Eligible Small Business (For Purposes of Offsetting AMT Only)
An eligible small business is:
- A corporation whose stock isn’t publicly traded,
- A partnership, or
- A sole proprietorship.
The average annual gross receipts of the corporation, partnership, or sole proprietorship for the 3-tax-year period preceding the tax year of the credit can’t exceed $50 million. Gross receipts for any tax year must be reduced by returns and allowances made during the year. Any reference to your business also includes a reference to any predecessor of your business. If your business wasn’t in existence for the entire 3-year period, base your average annual gross receipts on the period your business existed. Also, if your business had a tax year of less than 12 months, your gross receipts must be annualized by multiplying the gross receipts for the short period by 12 and dividing the result by the number of months in the short period.
Note. Gross receipts must meet the definition under section 448(c)(2) and (3) and Regulations section 1.448-1T(f)(2)(iv).
Member of controlled group, business under common control, or affiliated group. For purposes of the gross receipts test, all members of a controlled group of corporations (as defined in section 52(a)) and all members of a group of businesses under common control (as defined in section 52(b)) are treated as a single person; and all employees of the members of an affiliated service group (as defined in sections 414(m) and (o)) shall be treated as employed by a single person.
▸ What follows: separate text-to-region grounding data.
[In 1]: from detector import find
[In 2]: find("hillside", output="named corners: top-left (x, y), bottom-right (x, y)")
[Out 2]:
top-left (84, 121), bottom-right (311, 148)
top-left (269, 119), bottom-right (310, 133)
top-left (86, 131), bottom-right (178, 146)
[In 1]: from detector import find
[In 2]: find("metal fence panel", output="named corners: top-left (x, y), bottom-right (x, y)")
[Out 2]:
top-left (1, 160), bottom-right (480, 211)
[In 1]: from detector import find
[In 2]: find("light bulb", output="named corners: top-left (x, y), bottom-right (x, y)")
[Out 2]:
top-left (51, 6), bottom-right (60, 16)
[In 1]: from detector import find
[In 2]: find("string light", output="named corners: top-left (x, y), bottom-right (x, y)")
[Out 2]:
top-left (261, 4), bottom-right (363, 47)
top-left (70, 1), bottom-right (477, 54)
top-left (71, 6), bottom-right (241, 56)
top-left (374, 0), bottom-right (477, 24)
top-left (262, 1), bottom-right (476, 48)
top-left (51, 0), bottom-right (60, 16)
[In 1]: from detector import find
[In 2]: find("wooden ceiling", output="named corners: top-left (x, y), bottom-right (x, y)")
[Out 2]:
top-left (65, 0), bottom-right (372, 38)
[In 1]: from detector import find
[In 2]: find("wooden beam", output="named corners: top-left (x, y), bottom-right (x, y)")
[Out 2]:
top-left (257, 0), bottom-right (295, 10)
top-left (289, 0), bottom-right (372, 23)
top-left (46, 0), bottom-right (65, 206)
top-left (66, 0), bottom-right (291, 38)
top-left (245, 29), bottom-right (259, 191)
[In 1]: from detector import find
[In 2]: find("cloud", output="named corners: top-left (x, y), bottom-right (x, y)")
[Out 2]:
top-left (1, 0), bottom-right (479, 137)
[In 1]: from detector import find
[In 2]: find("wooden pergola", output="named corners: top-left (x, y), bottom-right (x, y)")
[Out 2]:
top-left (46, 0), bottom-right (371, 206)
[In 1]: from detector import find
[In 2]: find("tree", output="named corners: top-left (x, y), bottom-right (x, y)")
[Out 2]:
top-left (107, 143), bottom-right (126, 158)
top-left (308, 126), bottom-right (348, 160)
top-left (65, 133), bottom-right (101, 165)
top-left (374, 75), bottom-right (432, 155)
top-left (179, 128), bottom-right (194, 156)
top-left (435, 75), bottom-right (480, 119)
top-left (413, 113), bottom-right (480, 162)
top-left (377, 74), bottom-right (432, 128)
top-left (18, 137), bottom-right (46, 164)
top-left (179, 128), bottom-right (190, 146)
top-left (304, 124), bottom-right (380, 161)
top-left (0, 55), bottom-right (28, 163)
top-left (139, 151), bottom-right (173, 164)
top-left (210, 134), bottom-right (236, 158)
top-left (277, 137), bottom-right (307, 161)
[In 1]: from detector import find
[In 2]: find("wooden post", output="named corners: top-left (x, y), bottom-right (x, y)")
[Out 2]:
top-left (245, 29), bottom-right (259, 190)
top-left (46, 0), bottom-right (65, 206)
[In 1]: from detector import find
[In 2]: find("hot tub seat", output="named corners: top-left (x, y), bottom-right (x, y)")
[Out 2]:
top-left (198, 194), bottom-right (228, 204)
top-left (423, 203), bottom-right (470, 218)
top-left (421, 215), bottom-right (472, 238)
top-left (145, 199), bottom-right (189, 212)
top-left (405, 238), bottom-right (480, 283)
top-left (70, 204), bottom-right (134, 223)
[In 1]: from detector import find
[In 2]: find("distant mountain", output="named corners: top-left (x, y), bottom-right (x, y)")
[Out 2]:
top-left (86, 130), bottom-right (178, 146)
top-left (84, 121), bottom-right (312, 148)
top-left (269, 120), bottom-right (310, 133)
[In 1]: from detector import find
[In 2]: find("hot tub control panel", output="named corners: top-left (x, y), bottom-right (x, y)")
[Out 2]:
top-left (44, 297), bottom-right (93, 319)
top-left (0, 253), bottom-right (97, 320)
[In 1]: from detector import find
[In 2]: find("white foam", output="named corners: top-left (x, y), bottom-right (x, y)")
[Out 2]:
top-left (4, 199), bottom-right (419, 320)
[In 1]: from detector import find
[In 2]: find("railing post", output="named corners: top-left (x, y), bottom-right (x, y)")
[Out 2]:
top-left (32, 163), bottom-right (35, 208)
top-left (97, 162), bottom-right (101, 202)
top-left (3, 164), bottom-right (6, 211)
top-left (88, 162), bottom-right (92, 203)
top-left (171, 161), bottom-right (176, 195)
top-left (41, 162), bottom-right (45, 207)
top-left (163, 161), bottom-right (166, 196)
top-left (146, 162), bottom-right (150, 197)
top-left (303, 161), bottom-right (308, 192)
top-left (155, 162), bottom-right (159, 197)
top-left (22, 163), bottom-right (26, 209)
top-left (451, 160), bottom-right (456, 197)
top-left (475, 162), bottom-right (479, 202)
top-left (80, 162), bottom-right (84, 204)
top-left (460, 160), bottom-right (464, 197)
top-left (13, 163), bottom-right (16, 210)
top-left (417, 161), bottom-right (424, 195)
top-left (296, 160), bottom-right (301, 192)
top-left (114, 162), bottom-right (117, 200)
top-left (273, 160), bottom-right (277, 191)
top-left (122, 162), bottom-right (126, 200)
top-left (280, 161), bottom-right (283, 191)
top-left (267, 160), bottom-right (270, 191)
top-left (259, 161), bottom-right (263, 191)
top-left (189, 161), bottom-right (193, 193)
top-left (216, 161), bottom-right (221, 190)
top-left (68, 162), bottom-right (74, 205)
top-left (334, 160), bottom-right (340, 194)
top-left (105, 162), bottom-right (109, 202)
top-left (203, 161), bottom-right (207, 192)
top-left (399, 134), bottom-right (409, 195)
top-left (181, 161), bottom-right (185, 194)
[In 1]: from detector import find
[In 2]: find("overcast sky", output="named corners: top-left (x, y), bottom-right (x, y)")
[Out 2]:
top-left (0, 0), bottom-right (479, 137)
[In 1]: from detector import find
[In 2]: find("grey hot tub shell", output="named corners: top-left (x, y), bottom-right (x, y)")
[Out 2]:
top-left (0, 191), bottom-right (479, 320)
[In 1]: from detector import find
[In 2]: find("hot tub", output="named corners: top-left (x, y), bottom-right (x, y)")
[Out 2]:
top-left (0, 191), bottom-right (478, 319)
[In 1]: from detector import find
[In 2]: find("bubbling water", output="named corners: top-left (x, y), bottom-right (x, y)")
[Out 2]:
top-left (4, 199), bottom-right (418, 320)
Treatment of partners and S corporation shareholders. A partner or S corporation shareholder can’t be treated as an eligible small business unless both the partnership or S corporation and the partner or S corporation shareholder meet the gross receipts test as discussed under Eligible Small Business, earlier, for the tax year that the credit is treated as a current year general business credit.
Qualified Small Business (Payroll Tax Credit Election)
A qualified small business is a corporation (including an S corporation) or partnership with:
- Gross receipts of less than $5 million for the tax year, and
- No gross receipts for any tax year before the 5-tax-year period ending with the tax year.
Any other person may be considered a qualified small business if the person meets the requirements of (1) and (2) above, taking into account the aggregate gross receipts received in all the trades or businesses.The term “gross receipts” for purposes of determining whether your business is a qualified small business means gross receipts as determined under section 448(c)(3) (without regard to subparagraph (A) thereof) and Regulations sections 1.448-1T(f)(2)(iii) and (iv). The definition of gross receipts under section 41(c)(6) and Regulations section 1.41-3(c) doesn’t apply for this purpose. Any reference to your trade or business also includes a reference to any predecessor of your trade or business. Also, if your trade or business had a tax year of less than 12 months, your gross receipts must be annualized by multiplying the gross receipts for the short period by 12 and dividing the result by the number of months in the short period.A qualified small business doesn’t include a tax-exempt organization under section 501.